The brands themselves are not quite closely related but are well known, which will stimulate consumers’ curiosity. Undifferentiated collaboration breaks down consumer stereotypes and perceptions, which is really a “brave” move.
@Yike
Like Fendi × Heytea’s case, Fendi is a luxury brand that “can only be admired from afar” by most people. But through a collaboration with beverage brand Heytea, with a slogan of “19 yuan to buy the first luxury item in your life,” it becomes affordable to almost everyone. Through culture and brand identity, the saying meets the unique psychological emotions of consumers. Everyone feels the kind of psychological implication that one is buying bubble tea with extra benefits. Together with the brand’s marketing, two brands which seem to be irrelevant brought a massive amount of trending topics on social media, from product packaging to design, and quickly broke out of the circle to become a hot topic online.
With differentiation and a “thinking out of the box” mindset, the point of such collaboration, in my opinion, is to step out of your comfort zone and break out of your own bottleneck. I think it will continue to rise in the short term, but for a brand itself, branding outweighs constant collaboration with other brands.
Such fantastic brand collaboration will be eye-catching regardless of its format and presentation. No one can help but be surprised by the sudden announcement of almost unrelated products. To break the circle and achieve this sense of shock, brands need something new; collaboration is the most direct way to do that. But brands should be careful about content. Otherwise, it may produce the opposite effect. They can’t just cooperate for the sake of exposure and popularity.
It is an excellent opportunity for emerging brands to get exposure quickly. As more consumer sub-cultures emerge, brand collaborations have more approaches and will help emerging brands as a long-term strategy. Although there may currently be some comments about the brands’ market sinking, mainstream opinions still trend positive, tapping and bringing brands and potential customers closer together.

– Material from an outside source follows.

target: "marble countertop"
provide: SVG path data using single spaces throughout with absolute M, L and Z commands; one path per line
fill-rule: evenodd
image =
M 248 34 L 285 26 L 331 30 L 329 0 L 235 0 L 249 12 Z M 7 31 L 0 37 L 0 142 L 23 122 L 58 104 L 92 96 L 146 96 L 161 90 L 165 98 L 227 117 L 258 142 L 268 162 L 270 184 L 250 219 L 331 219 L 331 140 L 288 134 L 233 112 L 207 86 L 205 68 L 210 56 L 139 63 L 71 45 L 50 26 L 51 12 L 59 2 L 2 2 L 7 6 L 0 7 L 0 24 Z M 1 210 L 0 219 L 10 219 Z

Brand collaboration will make luxury goods more accessible and trendy, but if the quality of the co-branded products cannot be guaranteed, it will affect the “classic” style of the luxury goods.
16-25 years olds who are active online or are heavy users of social media platforms love to buy trendy products, as these collaborations give them an illusion of purchasing luxury goods at the price of a cup of milk tea. Brands with deep insights into the new trend of post-pandemic consumption downgrading are catching the user’s pain points at the moment.
It’s not just about changing packaging and labelling. Instead, it is about brand fusion and co-creation. Taking KFC and Pop Mart as an example, collaboration and co-creation becomes a set of IP toy blind boxes. Unlike most brands that simply use the image of the co-branded IP, KFC wanted to attract young people while keeping valuable brand equity. Therefore, the most classic Colonel Sanders and KFC food were used as inspiration and perfectly integrated into the DIMOO design, vividly and interestingly showcasing the KFC brand’s charm.